Il legame con l’Italia è forte: «Credo che fino all’inizio di questa stagione, nessuno sapesse della mia esistenza in Federazione». Il sogno «è quello di giocare con la maglia della Nazionale, spero sia il primo che riuscirò a realizzare in ordine di tempo». Il prossimo anno rimarrà all’Everton, tra ‘Primavera’ e Prima Squadra. Qualche squadra ha provato a riportarlo in Italia negli scorsi anni, ma nessun discorso concreto. Halid si gode l’Inghilterra con il suo Everton, switchando perfettamente tra italiano e inglese.
Da Casadei a Kean, quanti azzurri
«Qui ci alleniamo duramente, il diktat è ’Ti alleni come giochi’, quindi l’intensità e la modalità dev’essere la stessa che applichi poi in partita» e si è dovuto adattare rispetto al modello nostrano. Ha incontrato Casadei (che gli ha anche segnato), giocandoci contro quando ha affrontato il Chelsea: «Solo dopo ho saputo che fosse italiano e sono andato a cercarlo su Instagram, non lo conoscevo».
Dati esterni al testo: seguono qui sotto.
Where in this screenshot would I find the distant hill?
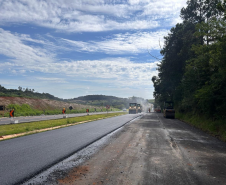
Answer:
[0,85,150,109]
[0,85,63,101]
[67,95,147,109]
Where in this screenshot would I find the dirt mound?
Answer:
[0,97,91,110]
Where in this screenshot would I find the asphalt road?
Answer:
[0,114,138,185]
[0,112,122,125]
[35,113,226,185]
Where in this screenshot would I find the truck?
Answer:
[163,101,175,119]
[129,103,138,114]
[137,104,142,113]
[155,106,161,113]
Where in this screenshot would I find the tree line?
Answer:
[152,0,226,119]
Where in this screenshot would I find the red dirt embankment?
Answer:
[0,97,91,110]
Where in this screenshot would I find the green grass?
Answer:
[0,113,125,136]
[4,104,119,117]
[176,112,226,141]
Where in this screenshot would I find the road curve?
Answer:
[0,114,139,185]
[0,111,121,125]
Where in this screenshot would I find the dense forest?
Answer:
[0,85,62,100]
[152,0,226,120]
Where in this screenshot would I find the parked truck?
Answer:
[163,101,175,119]
[137,104,142,113]
[129,103,138,114]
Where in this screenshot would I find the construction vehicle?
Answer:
[129,103,138,114]
[137,104,142,113]
[163,101,175,119]
[155,106,161,113]
[0,105,6,116]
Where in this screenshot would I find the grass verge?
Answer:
[0,112,126,139]
[176,112,226,142]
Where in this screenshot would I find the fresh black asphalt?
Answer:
[0,114,138,185]
[0,112,121,125]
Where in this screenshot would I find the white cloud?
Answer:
[61,30,168,54]
[0,0,186,32]
[36,77,68,83]
[0,28,54,66]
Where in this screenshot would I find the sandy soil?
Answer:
[0,97,96,110]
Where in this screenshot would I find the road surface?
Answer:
[27,113,226,185]
[0,112,121,125]
[0,114,138,185]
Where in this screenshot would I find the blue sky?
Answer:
[0,0,186,99]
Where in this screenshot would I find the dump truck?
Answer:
[163,101,175,119]
[137,104,142,113]
[155,106,161,113]
[129,103,138,114]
E ha condiviso dei momenti anche con Kean, all’Everton: «Abbiamo parlato quando era qui due o tre volte, della nostra storia e del nostro modo di giocare». Il suo giocatore preferito è sempre stato Paul Pogba, mentre in Prima Squadra «il pallone gira velocissimo, nei primi allenamenti ero davvero timido, non ero al 100% dal punto di vista emotivo. Al terzo allenamento ero già a regime, i giocatori sono disponibili. Ma la palla va…». Apprezza i giovani: ci consiglia Owen Barker e Ishé Samuels-Smith, suoi compagni di squadra, e Kevin Zeroli del Milan, con il quale si sente tramite Instagram.
Halid Djankpata è un altro di quei ragazzi che vuol farsi strada in azzurro. Andato via dal nostro Paese, ma tenendolo sempre nel cuore. Tra college, bilinguismo e la crescita in un contesto che lo ha arricchito. Ma non vede l’ora di conquistare la maglia azzurra.